Senior author Janet Pierrehumbert, Professor of Language Modelling at Oxford University, said: “Although LLMs can generate language in a very impressive manner, it turns out that they do not think as abstractly as humans do.

“This probably contributes to the fact that their training requires so much more language data than humans need to learn a language.”

Co-lead author Dr. Valentin Hofman (Ai2 and University of Washington) said: “This study is a great example of synergy between Linguistics and AI as research areas.

“The findings give us a clearer picture of what’s going on inside LLMs when they generate language, and will support future advances in robust, efficient, and explainable AI.”

The study also involved researchers from LMU Munich and Carnegie Mellon University.

About this AI and learning research news

Author: Philippa Sims
Source: Oxford University
Contact: Philippa Sims – Oxford University
Image: The image is credited to Neuroscience News

Original Research: Open access.
“Derivational Morphology Reveals Analogical Generalization in Large Language Models” by Janet Pierrehumbert et al. PNAS

Abstract

Derivational Morphology Reveals Analogical Generalization in Large Language Models

What mechanisms underlie linguistic generalization in large language models (LLMs)?

This question has attracted considerable attention, with most studies analyzing the extent to which the language skills of LLMs resemble rules.

As of yet, it is not known whether linguistic generalization in LLMs could equally well be explained as the result of analogy.

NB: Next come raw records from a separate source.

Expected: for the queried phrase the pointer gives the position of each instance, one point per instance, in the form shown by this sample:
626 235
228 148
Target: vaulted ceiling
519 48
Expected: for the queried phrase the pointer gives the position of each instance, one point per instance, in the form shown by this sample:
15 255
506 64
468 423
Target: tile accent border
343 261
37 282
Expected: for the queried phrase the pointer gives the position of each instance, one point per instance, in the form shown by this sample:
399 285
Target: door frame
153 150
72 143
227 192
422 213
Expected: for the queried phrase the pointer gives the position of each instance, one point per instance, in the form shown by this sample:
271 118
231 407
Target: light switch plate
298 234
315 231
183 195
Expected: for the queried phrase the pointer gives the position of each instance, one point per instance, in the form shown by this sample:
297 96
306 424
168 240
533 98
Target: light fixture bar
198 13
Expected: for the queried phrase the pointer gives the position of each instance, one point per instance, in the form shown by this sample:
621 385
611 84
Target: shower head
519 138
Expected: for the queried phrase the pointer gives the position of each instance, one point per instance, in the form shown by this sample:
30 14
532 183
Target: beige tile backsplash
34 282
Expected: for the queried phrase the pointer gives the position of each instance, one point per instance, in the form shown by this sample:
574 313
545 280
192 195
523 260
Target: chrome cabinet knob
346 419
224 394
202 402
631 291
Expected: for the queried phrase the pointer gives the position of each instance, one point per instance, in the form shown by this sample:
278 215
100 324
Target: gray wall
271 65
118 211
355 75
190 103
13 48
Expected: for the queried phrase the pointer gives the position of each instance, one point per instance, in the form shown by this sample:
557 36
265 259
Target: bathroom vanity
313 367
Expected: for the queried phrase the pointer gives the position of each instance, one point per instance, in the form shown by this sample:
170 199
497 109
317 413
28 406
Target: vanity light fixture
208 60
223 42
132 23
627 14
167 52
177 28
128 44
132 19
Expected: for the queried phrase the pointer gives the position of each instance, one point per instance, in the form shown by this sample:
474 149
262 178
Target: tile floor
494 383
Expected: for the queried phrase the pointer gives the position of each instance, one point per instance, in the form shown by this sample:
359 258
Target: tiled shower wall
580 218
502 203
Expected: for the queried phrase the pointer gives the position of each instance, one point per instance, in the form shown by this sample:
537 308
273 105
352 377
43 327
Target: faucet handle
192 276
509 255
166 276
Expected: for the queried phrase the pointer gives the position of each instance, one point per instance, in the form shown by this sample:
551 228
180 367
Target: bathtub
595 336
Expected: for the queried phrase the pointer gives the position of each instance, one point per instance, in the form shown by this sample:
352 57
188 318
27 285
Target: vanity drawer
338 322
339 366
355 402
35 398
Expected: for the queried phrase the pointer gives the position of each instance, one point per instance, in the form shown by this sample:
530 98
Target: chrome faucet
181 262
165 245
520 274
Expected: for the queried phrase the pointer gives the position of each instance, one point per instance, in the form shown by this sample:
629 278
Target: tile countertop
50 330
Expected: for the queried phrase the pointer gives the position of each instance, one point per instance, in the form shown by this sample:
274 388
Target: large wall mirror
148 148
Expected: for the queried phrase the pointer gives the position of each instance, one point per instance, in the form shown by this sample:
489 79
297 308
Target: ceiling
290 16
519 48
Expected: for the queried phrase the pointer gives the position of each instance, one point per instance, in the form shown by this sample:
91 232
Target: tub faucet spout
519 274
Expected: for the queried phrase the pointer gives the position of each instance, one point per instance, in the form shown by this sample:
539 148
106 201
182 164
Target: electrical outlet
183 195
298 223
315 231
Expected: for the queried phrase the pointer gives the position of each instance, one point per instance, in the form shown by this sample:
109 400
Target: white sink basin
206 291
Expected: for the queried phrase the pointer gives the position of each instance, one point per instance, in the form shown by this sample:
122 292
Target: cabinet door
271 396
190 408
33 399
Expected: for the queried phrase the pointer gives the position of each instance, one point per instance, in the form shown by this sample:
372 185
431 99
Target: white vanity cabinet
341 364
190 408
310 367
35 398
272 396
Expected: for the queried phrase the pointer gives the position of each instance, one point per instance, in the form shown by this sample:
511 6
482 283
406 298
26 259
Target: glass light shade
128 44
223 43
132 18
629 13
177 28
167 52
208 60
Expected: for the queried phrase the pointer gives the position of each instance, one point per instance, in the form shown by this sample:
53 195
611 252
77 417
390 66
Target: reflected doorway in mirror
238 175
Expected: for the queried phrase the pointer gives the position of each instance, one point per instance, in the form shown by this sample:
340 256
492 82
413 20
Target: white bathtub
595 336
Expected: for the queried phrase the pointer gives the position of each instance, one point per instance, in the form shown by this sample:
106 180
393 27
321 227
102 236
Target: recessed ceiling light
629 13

A key shortcoming of prior research is its focus on regular linguistic phenomena, for which rule-based and analogical approaches make the same predictions.

Here, we instead examine derivational morphology, specifically English adjective nominalization, which displays notable variability.

We introduce a method for investigating linguistic generalization in LLMs: Focusing on GPT-J, we fit cognitive models that instantiate rule-based and analogical learning to the LLM training data and compare their predictions on a set of nonce adjectives with those of the LLM, allowing us to draw direct conclusions regarding underlying mechanisms.

As expected, rule-based and analogical models explain the predictions of GPT-J equally well for adjectives with regular nominalization patterns.

However, for adjectives with variable nominalization patterns, the analogical model provides a much better match.

Furthermore, GPT-J’s behavior is sensitive to the individual word frequencies, even for regular forms, a behavior that is consistent with an analogical account but not a rule-based one.

These findings refute the hypothesis that GPT-J’s linguistic generalization on adjective nominalization involves rules, suggesting analogy as the underlying mechanism.

Overall, our study suggests that analogical processes play a bigger role in the linguistic generalization of LLMs than previously thought.